During an opposition day last week David Morris MP laid out his ideas for how the House of Lords can be reformed.
In the debate he said:
I am going to do something very brave and propose a solution to the problem down the corridor. I do not want to get rid of any of the lords, so I will not vote for this motion. Without wanting to be controversial, I have a bloodless solution. If we retired lords at 75 years of age, we would remove approximately 250 of them straight away. Let us not forget that the lords are there not to represent but to scrutinise. We do not want to get rid of every one of them, because there is expertise down there that can outweigh expertise in this Chamber—especially on the SNP Benches.
The average age in the Lords is 70, believe it or not, while the average age of those who actually contribute in the other place is 65. After that age, attendance drops off dramatically. We have to look at this in the round. If we reduced the Lords by 250 Members—those aged over 75—we would bring it down to approximately the size of the Commons. Those lords would then stay on to advise. They would not get paid or claim expenses, but go on to a higher Chamber called the Lords council, and advise their own Committees. They could then feed into the legislative process without any cost to the taxpayer.
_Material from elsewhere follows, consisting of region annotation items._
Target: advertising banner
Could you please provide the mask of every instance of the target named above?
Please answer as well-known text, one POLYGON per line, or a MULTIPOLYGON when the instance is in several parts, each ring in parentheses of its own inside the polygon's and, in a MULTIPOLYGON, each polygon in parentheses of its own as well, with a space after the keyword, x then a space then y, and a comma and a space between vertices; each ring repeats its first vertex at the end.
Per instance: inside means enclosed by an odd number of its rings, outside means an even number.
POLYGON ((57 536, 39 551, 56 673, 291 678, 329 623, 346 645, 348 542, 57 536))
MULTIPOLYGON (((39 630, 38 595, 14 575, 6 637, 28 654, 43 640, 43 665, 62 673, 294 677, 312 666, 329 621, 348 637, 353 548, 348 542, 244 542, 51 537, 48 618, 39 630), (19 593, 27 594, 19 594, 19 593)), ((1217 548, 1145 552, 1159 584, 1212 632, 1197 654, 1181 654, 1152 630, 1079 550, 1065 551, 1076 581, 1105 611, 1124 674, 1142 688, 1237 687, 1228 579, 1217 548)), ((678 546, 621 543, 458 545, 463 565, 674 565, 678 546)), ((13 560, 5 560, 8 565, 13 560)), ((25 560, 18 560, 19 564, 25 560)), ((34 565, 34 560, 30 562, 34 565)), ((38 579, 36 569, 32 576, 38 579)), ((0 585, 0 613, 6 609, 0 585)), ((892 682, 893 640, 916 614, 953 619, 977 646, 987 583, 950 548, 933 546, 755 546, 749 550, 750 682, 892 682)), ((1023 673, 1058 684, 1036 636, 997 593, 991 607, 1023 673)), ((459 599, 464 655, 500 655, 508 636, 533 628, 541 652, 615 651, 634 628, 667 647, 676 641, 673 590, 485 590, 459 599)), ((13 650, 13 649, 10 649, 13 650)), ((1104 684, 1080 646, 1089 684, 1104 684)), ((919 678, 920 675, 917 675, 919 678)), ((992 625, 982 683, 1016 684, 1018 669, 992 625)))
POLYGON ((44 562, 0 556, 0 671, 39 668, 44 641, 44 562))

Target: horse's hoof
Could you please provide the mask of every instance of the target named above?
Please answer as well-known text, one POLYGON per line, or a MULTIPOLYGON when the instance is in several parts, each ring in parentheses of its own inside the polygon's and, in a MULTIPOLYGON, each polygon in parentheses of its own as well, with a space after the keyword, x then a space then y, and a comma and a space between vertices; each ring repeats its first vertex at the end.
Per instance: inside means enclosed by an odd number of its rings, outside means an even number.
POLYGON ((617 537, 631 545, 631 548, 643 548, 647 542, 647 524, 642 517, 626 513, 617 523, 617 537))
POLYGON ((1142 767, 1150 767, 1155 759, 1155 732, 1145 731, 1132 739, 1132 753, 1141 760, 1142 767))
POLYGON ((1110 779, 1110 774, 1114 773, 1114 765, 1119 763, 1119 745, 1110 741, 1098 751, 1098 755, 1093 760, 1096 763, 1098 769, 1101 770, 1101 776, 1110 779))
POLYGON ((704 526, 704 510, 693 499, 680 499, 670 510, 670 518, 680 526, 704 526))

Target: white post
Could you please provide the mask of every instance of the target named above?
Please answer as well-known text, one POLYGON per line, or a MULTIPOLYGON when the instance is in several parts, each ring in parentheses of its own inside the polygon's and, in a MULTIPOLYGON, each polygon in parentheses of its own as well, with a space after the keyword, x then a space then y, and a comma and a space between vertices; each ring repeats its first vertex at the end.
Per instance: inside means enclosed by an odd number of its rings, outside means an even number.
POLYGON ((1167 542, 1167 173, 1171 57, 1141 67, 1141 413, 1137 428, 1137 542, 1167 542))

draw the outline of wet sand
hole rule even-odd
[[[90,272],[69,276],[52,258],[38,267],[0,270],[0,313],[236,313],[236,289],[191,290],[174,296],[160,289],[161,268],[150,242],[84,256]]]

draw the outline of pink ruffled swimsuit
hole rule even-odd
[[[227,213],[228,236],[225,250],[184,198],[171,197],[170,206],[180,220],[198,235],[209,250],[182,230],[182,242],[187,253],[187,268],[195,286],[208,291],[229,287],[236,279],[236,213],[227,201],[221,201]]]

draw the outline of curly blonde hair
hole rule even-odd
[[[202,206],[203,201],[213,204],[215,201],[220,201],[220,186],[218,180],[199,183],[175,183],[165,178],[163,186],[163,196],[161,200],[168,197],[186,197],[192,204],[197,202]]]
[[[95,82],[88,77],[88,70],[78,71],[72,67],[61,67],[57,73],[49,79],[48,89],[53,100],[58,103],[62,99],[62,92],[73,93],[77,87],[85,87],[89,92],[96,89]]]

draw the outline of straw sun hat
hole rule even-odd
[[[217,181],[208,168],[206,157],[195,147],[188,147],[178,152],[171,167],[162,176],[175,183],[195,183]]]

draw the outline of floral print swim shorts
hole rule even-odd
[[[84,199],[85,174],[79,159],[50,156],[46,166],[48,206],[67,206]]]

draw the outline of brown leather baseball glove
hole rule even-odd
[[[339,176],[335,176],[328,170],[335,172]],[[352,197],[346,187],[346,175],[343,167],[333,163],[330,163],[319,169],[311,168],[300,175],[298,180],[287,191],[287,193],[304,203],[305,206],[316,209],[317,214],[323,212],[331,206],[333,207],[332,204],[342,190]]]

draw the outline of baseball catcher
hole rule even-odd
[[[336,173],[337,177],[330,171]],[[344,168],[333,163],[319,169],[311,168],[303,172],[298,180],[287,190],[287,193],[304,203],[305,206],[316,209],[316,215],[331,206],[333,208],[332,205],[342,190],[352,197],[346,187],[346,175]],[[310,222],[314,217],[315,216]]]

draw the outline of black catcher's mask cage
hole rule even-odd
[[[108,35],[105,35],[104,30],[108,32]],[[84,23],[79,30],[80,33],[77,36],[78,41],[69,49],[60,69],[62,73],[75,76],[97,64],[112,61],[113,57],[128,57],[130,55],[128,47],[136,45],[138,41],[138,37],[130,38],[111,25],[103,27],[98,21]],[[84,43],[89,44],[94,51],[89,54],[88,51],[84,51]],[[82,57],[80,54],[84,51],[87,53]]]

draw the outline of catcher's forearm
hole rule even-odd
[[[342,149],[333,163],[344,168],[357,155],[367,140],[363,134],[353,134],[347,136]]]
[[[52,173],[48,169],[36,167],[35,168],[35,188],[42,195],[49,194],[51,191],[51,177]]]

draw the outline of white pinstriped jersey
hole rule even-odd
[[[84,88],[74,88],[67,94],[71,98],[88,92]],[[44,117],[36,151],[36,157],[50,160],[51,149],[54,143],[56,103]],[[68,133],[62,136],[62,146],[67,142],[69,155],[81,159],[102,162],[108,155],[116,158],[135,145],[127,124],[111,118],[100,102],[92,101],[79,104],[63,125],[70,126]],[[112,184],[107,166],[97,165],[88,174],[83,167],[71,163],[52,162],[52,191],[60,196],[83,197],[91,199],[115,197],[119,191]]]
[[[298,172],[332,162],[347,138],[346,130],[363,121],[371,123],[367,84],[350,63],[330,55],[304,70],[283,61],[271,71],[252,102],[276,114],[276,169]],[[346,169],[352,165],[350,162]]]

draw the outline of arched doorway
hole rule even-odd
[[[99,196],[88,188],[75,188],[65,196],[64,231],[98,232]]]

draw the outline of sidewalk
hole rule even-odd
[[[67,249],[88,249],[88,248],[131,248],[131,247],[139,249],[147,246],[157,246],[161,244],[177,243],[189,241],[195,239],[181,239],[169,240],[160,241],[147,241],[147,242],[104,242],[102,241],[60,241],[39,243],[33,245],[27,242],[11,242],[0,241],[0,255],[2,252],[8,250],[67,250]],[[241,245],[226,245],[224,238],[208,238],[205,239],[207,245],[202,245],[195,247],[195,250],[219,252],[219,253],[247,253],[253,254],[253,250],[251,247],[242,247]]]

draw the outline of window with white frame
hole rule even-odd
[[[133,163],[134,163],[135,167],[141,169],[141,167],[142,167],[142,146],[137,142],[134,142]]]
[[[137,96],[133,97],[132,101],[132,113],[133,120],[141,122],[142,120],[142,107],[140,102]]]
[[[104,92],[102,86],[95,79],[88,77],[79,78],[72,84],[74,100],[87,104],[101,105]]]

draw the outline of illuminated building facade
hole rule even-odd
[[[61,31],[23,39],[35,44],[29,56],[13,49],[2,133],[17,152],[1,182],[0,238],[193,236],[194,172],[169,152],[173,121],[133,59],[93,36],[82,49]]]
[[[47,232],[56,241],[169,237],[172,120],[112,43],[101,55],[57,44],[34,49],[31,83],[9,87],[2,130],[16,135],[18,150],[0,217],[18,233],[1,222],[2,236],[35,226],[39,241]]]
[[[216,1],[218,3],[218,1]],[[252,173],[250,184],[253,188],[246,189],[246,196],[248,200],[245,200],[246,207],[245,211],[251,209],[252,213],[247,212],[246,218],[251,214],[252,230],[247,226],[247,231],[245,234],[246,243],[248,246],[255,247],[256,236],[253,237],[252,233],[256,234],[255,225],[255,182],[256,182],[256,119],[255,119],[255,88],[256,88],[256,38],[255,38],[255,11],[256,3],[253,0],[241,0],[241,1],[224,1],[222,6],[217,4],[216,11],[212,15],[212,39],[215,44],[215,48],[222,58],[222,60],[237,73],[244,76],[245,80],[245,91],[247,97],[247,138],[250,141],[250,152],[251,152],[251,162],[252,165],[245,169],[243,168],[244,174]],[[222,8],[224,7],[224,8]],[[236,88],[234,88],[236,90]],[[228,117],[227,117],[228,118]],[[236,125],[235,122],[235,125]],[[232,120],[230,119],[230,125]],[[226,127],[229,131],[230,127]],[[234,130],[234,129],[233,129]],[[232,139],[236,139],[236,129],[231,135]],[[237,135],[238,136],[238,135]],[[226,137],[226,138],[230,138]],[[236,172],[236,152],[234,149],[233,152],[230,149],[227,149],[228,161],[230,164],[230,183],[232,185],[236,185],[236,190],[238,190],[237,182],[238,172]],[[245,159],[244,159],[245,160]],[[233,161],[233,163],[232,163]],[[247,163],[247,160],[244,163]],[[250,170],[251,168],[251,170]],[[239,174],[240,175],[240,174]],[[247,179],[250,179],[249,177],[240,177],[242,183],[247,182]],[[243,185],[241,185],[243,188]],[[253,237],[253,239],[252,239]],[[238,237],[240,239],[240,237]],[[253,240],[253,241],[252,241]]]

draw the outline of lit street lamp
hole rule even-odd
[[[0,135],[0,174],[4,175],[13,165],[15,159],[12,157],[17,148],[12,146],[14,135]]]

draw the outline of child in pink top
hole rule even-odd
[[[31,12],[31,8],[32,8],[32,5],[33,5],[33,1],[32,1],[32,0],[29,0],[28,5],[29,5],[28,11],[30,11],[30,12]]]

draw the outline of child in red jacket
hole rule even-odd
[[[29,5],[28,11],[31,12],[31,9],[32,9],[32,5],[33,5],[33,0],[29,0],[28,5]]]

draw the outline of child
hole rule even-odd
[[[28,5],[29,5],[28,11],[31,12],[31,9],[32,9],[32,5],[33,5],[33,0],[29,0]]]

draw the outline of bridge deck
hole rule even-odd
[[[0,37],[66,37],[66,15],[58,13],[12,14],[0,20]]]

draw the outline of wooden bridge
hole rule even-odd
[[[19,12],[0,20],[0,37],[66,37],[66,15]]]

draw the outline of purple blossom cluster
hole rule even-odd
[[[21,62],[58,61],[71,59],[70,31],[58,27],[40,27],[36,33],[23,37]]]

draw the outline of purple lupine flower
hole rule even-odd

Outside this Chamber, nobody is talking about the Lords—it is only us in here. We should not throw the baby out with the bathwater; we should look at a grown-up way of getting the numbers down. Once we have done that, over a period of 15 years, natural attrition will take its toll. The 250 who have been put into the higher status could still call themselves lords, still have the gravitas and the gratification they want, and still contribute. They will go, and we can have an apportioned system, with so many Conservatives, so many from Labour and—dare I say it?—so many from the SNP. We can break it into segments. They will be able to scrutinise sensibly in a cross-party manner. I hope to have brought some kind of sense to this subject.